A difference in case.

'\uFDF0'..'\uFFFF' is not the same range as '\uFDF0'..'\uFFFD'. It is not a matter of a difference in case.

kaby76 avatar Jul 11 '24 15:07 kaby76

I think you know what I mean. Or perhaps not.

On Thu, Jul 11, 2024 at 09:34 Ken Domino @.***> wrote:

A difference in case.

'\uFDF0'..'\uFFFF' is not the same range as '\uFDF0'..'\uFFFD'. It is not a matter of a difference in case.

— Reply to this email directly, view it on GitHub https://github.com/antlr/antlr4/issues/4655#issuecomment-2223260633, or unsubscribe https://github.com/notifications/unsubscribe-auth/AAJ7TMAIGNOFGKWOAHDFSBTZL2QX5AVCNFSM6AAAAABKOVPXACVHI2DSMVQWIX3LMV43OSLTON2WKQ3PNVWWK3TUHMZDEMRTGI3DANRTGM . You are receiving this because you commented.Message ID: @.***>

jimidle avatar Jul 11 '24 16:07 jimidle

Any updates on this ? Or is there an option to hide the test, in the source, it seems that it cannot be skipped ?

jules-l-jimmy avatar Jul 19 '24 09:07 jules-l-jimmy

we don't always regen those but I'm gonna do a release soon and will try to regen those.

parrt avatar Jul 19 '24 17:07 parrt

Should we propose PR to remove this print/check from python runtime ? It seems not there in other runtime.

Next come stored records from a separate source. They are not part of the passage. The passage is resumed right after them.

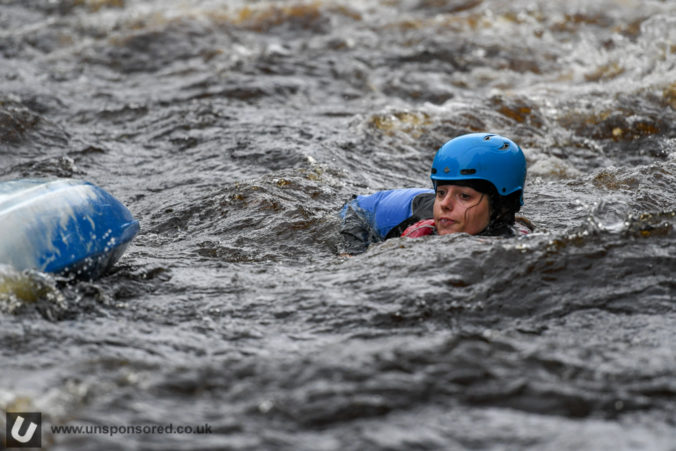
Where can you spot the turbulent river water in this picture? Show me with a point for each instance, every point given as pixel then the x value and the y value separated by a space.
pixel 235 130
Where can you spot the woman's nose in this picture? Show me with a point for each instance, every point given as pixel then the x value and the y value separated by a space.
pixel 447 202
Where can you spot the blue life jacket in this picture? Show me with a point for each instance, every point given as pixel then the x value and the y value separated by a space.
pixel 384 210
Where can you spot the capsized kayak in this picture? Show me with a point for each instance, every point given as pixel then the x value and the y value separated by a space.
pixel 62 226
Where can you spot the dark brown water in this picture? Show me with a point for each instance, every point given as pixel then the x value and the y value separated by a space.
pixel 234 131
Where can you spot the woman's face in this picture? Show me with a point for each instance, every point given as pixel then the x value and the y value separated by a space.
pixel 460 209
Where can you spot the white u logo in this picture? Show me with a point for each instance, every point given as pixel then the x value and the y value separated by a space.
pixel 25 438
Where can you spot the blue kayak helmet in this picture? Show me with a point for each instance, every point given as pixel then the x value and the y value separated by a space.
pixel 482 156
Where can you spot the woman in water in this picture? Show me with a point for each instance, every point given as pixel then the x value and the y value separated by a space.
pixel 478 182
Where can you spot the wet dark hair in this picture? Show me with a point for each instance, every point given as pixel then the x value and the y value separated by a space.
pixel 503 208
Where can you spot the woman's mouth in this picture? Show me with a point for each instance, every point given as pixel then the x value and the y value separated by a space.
pixel 446 222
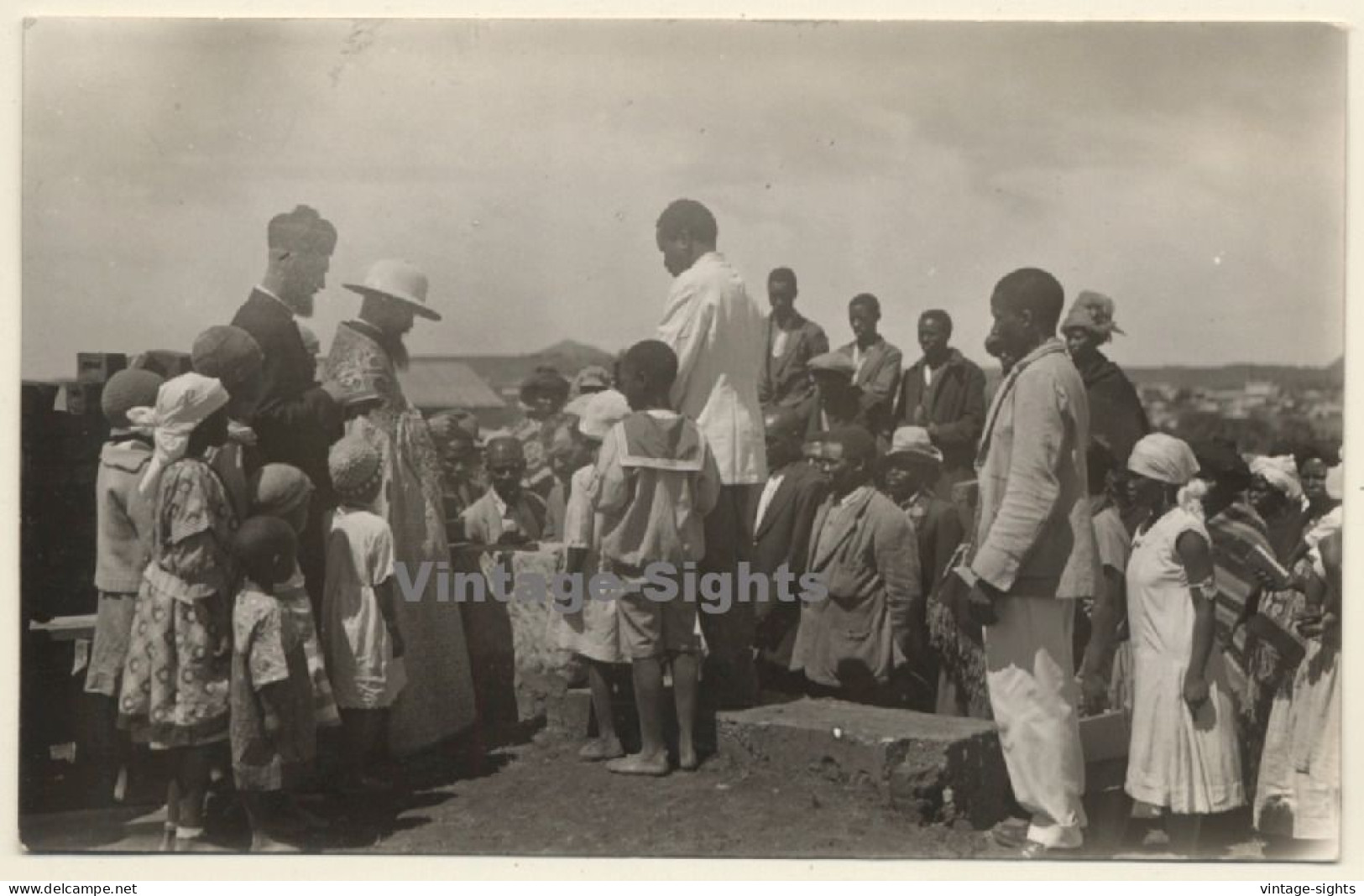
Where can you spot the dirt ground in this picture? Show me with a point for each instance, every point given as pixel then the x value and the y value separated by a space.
pixel 538 800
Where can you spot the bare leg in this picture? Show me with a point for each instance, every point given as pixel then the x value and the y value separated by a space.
pixel 607 747
pixel 1185 832
pixel 262 809
pixel 172 808
pixel 683 697
pixel 652 758
pixel 192 776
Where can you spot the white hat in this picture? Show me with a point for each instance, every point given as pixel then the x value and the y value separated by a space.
pixel 393 279
pixel 914 442
pixel 604 411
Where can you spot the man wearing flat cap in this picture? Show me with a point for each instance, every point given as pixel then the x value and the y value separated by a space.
pixel 715 329
pixel 1116 412
pixel 836 401
pixel 363 374
pixel 295 420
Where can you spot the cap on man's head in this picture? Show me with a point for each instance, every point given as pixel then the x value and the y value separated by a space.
pixel 858 445
pixel 301 231
pixel 545 381
pixel 505 449
pixel 833 363
pixel 914 444
pixel 227 353
pixel 1093 313
pixel 355 466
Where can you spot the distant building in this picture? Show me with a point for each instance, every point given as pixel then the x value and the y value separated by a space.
pixel 440 383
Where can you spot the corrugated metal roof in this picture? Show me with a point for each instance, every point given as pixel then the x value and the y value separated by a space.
pixel 445 382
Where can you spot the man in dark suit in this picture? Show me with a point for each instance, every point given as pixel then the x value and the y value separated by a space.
pixel 792 341
pixel 876 364
pixel 944 393
pixel 781 518
pixel 295 419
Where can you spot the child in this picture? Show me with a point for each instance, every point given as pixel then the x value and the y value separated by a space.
pixel 273 732
pixel 123 547
pixel 359 629
pixel 284 492
pixel 1184 754
pixel 175 680
pixel 656 481
pixel 593 632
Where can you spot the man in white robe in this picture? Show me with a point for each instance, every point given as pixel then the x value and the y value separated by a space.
pixel 1034 555
pixel 718 335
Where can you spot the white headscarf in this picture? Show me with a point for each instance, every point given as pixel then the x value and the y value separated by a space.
pixel 181 404
pixel 1281 473
pixel 1171 461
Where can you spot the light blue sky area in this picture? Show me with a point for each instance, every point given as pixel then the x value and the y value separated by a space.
pixel 1193 172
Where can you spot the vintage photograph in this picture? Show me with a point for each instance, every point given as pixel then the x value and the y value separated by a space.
pixel 682 438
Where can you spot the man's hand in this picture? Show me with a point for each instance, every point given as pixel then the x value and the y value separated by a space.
pixel 1195 690
pixel 981 603
pixel 1093 691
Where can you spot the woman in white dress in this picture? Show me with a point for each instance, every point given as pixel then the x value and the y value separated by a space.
pixel 1184 758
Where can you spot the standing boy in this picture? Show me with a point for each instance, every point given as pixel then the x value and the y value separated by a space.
pixel 656 479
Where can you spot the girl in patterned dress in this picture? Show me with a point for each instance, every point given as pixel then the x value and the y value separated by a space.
pixel 175 680
pixel 273 727
pixel 285 492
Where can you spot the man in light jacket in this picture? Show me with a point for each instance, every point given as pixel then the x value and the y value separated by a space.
pixel 716 331
pixel 1034 555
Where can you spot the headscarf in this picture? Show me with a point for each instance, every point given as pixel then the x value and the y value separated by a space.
pixel 181 405
pixel 604 411
pixel 1171 461
pixel 277 490
pixel 1281 473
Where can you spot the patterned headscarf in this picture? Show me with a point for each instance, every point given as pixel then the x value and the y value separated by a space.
pixel 1281 473
pixel 181 405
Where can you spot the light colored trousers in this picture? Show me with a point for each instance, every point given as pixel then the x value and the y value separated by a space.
pixel 1030 674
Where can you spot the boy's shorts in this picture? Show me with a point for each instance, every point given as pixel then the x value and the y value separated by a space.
pixel 652 628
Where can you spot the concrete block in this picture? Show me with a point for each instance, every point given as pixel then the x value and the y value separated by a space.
pixel 934 768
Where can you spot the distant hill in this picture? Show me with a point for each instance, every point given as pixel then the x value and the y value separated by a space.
pixel 1228 377
pixel 506 371
pixel 1236 375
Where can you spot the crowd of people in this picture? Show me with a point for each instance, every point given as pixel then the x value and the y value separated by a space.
pixel 257 513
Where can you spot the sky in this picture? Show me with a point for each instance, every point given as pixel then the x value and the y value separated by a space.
pixel 1193 172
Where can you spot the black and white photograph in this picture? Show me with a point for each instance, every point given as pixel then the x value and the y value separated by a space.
pixel 682 438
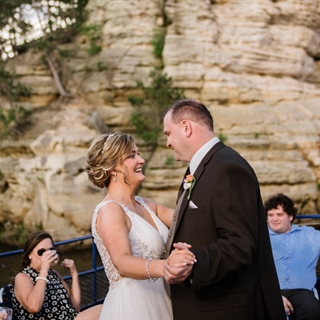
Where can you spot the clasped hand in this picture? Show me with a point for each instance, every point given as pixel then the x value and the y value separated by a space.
pixel 179 264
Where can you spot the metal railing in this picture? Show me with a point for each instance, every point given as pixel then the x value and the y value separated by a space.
pixel 93 282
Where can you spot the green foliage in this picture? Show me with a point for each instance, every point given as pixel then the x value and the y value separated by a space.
pixel 222 137
pixel 149 109
pixel 12 90
pixel 169 161
pixel 92 31
pixel 158 42
pixel 60 20
pixel 94 49
pixel 65 53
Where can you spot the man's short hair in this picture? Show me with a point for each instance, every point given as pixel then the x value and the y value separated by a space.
pixel 191 110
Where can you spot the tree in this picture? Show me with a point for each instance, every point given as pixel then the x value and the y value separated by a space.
pixel 42 25
pixel 149 110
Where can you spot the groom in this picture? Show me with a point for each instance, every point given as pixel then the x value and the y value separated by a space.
pixel 224 221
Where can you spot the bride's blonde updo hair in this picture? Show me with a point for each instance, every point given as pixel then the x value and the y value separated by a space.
pixel 105 152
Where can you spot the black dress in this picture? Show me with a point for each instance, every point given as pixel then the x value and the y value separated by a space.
pixel 56 304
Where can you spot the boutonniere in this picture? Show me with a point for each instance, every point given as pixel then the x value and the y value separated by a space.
pixel 188 183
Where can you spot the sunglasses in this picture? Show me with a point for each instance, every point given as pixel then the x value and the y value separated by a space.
pixel 40 252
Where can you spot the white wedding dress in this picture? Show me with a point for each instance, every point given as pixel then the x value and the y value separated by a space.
pixel 129 298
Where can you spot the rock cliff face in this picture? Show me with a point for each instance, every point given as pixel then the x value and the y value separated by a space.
pixel 254 64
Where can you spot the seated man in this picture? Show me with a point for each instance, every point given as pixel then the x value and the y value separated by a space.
pixel 296 250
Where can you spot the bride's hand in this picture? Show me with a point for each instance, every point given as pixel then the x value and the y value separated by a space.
pixel 181 256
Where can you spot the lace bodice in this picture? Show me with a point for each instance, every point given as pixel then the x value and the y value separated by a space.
pixel 145 240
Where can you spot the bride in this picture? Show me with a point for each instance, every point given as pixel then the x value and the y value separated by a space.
pixel 130 233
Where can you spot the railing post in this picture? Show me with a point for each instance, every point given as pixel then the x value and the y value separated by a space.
pixel 94 267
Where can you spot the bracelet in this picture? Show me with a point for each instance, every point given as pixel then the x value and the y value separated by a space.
pixel 42 278
pixel 147 268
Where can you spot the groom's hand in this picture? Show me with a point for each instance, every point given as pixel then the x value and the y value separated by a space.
pixel 176 274
pixel 179 264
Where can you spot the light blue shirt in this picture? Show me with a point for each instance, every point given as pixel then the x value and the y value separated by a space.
pixel 199 155
pixel 296 255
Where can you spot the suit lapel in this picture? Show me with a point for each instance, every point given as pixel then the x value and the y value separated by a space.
pixel 197 176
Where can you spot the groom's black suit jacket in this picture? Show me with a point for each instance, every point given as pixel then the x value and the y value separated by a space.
pixel 235 276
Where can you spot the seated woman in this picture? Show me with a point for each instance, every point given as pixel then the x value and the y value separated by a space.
pixel 40 292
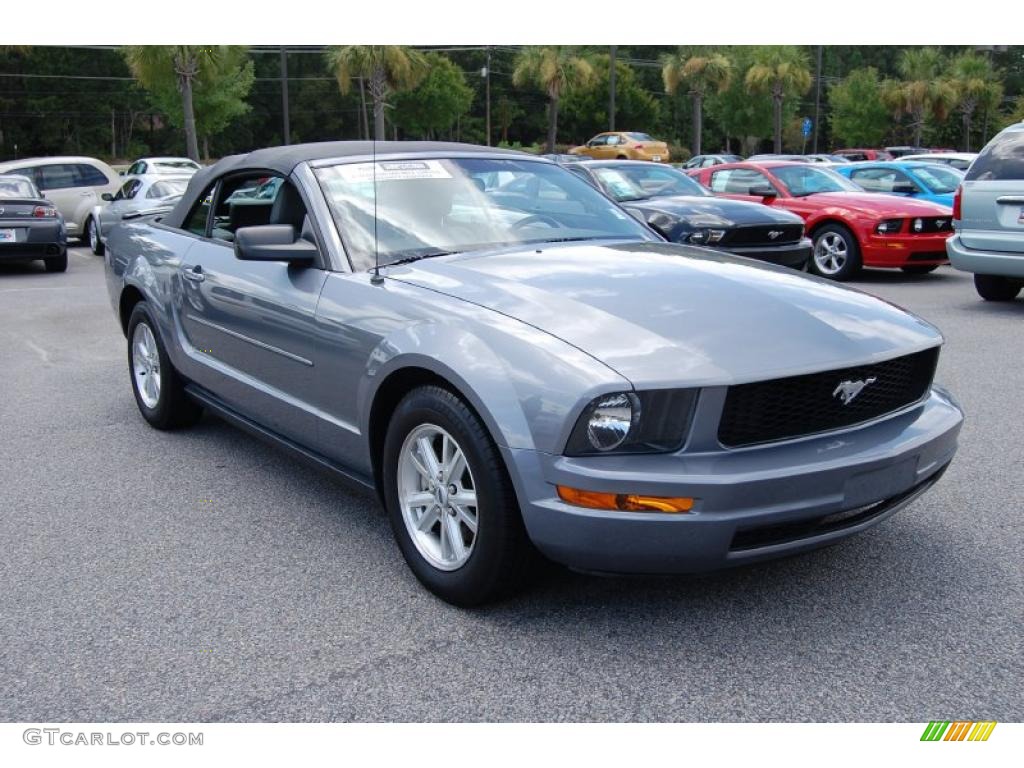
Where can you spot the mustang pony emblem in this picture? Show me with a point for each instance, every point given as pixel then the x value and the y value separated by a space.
pixel 847 390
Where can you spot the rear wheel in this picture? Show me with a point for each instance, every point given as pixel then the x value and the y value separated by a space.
pixel 450 500
pixel 92 236
pixel 994 288
pixel 836 254
pixel 159 390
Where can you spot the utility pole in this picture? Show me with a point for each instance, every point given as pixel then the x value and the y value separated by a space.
pixel 611 88
pixel 817 101
pixel 486 86
pixel 284 94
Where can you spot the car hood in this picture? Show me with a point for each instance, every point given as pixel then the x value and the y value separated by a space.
pixel 664 314
pixel 879 204
pixel 728 212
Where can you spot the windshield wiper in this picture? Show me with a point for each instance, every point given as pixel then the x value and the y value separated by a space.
pixel 417 257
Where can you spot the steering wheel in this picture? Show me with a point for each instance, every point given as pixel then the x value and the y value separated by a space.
pixel 542 218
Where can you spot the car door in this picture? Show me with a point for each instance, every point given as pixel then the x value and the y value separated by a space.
pixel 251 325
pixel 121 204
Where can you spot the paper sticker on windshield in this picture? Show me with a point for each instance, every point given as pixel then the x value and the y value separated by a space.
pixel 393 170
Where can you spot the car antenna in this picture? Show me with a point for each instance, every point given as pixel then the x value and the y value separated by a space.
pixel 377 279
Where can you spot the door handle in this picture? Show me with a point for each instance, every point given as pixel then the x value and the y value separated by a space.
pixel 195 274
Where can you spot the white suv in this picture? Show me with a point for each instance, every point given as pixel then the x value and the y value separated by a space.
pixel 988 218
pixel 75 185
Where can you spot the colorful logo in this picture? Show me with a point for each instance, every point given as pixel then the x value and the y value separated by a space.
pixel 958 730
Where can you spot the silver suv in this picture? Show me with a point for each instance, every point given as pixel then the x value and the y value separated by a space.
pixel 988 217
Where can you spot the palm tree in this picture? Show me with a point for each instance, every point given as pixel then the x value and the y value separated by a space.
pixel 922 91
pixel 779 71
pixel 700 74
pixel 385 69
pixel 153 64
pixel 553 69
pixel 976 84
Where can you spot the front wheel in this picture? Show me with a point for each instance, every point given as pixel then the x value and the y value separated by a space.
pixel 450 500
pixel 994 288
pixel 92 235
pixel 159 390
pixel 836 254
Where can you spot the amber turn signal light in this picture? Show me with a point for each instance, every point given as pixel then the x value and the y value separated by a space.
pixel 624 502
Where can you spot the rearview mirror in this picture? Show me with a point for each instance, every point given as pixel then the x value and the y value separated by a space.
pixel 272 243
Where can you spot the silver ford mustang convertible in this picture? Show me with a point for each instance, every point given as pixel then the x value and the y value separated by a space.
pixel 519 367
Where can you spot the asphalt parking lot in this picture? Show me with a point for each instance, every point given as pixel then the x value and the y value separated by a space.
pixel 202 576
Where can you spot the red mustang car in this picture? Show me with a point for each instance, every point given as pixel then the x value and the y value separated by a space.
pixel 850 228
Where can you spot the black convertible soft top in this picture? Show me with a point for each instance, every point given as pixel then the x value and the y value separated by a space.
pixel 283 160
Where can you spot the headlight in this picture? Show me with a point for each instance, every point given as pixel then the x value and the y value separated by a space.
pixel 655 421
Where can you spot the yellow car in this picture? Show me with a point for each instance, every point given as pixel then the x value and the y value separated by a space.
pixel 624 145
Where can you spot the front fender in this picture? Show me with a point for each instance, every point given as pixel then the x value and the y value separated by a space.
pixel 527 386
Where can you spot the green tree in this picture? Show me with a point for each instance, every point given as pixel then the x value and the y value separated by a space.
pixel 859 117
pixel 555 70
pixel 437 101
pixel 154 66
pixel 218 93
pixel 385 69
pixel 700 73
pixel 778 71
pixel 584 111
pixel 921 91
pixel 977 86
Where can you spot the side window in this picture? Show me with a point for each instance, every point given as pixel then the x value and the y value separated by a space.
pixel 1001 160
pixel 196 223
pixel 56 177
pixel 737 180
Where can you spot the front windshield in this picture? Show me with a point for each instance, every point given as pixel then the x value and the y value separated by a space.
pixel 640 181
pixel 416 208
pixel 16 187
pixel 939 179
pixel 802 180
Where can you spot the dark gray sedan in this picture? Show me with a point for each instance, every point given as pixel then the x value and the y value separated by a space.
pixel 520 368
pixel 31 226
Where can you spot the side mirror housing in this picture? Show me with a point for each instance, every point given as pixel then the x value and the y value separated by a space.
pixel 764 190
pixel 273 243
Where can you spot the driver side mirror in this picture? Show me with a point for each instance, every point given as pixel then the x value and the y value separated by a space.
pixel 763 190
pixel 273 243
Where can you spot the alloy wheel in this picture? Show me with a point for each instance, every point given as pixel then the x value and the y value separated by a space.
pixel 145 365
pixel 830 253
pixel 438 497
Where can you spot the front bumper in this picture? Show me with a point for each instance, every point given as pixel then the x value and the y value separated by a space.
pixel 984 262
pixel 793 255
pixel 904 250
pixel 752 504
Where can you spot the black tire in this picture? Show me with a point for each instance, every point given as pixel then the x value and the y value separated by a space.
pixel 852 262
pixel 502 555
pixel 56 263
pixel 920 268
pixel 994 288
pixel 172 409
pixel 92 237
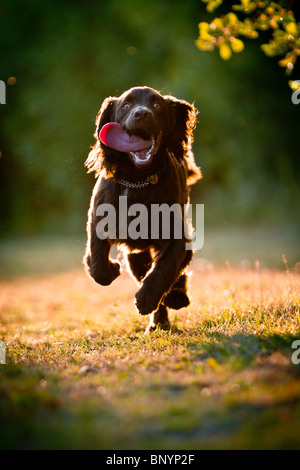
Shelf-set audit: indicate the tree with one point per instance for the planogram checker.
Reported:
(223, 32)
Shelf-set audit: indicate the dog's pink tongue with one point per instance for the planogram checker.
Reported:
(113, 135)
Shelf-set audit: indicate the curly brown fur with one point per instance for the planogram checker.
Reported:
(159, 265)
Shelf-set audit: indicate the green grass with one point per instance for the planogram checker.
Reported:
(82, 374)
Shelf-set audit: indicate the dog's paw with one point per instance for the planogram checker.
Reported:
(145, 300)
(106, 276)
(176, 299)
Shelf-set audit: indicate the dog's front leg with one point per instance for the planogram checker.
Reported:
(159, 281)
(97, 263)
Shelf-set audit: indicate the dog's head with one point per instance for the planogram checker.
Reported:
(136, 127)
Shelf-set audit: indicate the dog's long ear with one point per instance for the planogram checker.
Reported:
(182, 115)
(94, 161)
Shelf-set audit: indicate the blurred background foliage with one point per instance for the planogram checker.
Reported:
(67, 56)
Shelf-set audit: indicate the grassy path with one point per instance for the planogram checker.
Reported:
(81, 373)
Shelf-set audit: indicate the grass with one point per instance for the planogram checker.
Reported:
(81, 373)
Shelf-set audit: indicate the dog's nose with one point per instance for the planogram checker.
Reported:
(140, 114)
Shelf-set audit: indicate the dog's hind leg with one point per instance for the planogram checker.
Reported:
(140, 263)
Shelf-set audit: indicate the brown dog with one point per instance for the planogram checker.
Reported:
(143, 155)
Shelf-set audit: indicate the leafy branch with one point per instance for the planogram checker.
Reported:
(223, 32)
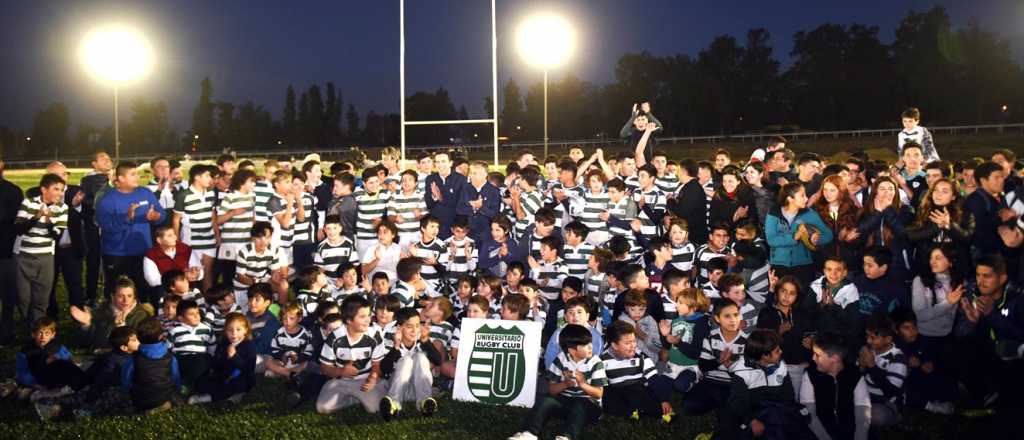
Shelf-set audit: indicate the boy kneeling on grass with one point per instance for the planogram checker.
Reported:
(408, 366)
(578, 381)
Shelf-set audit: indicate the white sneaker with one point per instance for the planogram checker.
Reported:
(524, 435)
(940, 407)
(200, 398)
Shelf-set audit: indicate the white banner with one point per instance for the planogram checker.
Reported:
(498, 362)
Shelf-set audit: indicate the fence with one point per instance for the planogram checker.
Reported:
(753, 138)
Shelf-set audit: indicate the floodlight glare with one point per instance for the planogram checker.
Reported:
(116, 54)
(545, 40)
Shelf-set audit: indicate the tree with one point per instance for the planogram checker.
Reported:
(49, 130)
(288, 120)
(203, 114)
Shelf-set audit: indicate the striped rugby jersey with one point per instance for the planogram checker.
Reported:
(404, 207)
(185, 339)
(339, 349)
(41, 238)
(370, 208)
(591, 367)
(554, 272)
(635, 369)
(459, 263)
(237, 231)
(283, 236)
(330, 257)
(714, 345)
(576, 258)
(303, 231)
(889, 366)
(299, 343)
(530, 203)
(263, 190)
(196, 209)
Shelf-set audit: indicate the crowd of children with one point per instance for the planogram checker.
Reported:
(791, 297)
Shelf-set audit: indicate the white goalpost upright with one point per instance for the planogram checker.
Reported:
(494, 83)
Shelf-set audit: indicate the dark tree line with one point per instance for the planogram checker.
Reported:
(840, 77)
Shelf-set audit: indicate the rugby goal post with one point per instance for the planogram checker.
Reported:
(494, 83)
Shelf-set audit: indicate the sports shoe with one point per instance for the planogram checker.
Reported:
(200, 398)
(428, 406)
(388, 408)
(939, 407)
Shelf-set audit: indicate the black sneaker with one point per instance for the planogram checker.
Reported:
(388, 408)
(428, 406)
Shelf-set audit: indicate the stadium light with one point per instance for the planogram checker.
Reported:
(116, 54)
(546, 41)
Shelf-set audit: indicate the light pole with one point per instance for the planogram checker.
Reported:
(546, 41)
(116, 54)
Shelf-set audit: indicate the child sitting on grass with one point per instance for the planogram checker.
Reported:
(578, 380)
(151, 377)
(291, 347)
(408, 365)
(232, 370)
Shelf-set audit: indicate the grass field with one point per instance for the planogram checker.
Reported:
(264, 414)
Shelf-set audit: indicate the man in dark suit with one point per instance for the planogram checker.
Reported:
(97, 180)
(443, 190)
(71, 247)
(10, 202)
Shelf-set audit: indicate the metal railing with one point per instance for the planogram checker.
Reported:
(338, 152)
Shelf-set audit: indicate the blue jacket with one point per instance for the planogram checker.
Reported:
(784, 250)
(153, 351)
(444, 208)
(479, 220)
(121, 236)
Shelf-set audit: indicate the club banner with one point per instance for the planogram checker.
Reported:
(498, 361)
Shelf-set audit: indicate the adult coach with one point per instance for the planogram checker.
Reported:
(124, 214)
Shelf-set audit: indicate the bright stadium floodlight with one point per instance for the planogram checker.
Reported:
(546, 41)
(116, 54)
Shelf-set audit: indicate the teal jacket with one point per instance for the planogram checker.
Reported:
(785, 251)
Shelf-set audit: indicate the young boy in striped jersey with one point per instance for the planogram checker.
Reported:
(578, 381)
(408, 365)
(631, 377)
(335, 251)
(235, 218)
(192, 342)
(650, 203)
(526, 199)
(407, 209)
(195, 218)
(260, 261)
(577, 251)
(350, 359)
(305, 226)
(371, 205)
(549, 271)
(39, 223)
(432, 254)
(682, 249)
(718, 355)
(292, 345)
(885, 369)
(264, 189)
(461, 251)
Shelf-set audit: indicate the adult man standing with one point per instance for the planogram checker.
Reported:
(95, 181)
(125, 214)
(444, 190)
(10, 202)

Thomasb81 avatar Jul 19 '24 18:07 Thomasb81

@Thomasb81 no, the check is in every runtime (and should stay there, we don't want to deal with very complex errors caused by an undetected change in serialization format)

ericvergnaud avatar Jul 25 '24 19:07 ericvergnaud

@ericvergnaud Sorry I do not understand.

I can't see equivalent code to https://github.com/antlr/antlr4/blob/b3bb7439546d2035203790d5513c505720cf0bdd/runtime/Python3/src/antlr4/xpath/XPathLexer.py#L66

implemented here by a simple print: https://github.com/antlr/antlr4/blob/17f3f5e590084200142e69e1c83695b7d956b778/runtime/Python3/src/antlr4/Recognizer.py#L36

in other implementation java : https://github.com/antlr/antlr4/blob/dev/runtime/Java/src/org/antlr/v4/runtime/tree/xpath/XPathLexer.java. or Cpp implementation : https://github.com/antlr/antlr4/blob/dev/runtime/Cpp/runtime/src/tree/xpath/XPathLexer.cpp

I understand the utility of such check to ensure some compatibility and avoid a first level of support for user that would use tool in version A and runtime in version B. But here we are in a very special case where the generated code is used to implement the runtime it self.

I can't avoid this print when I use xpath feature with python3 -runtime download from pypi, which is very annoying.

What is the right fix to propose : regenerate xpath lexer grammar or align runtime feature or both ?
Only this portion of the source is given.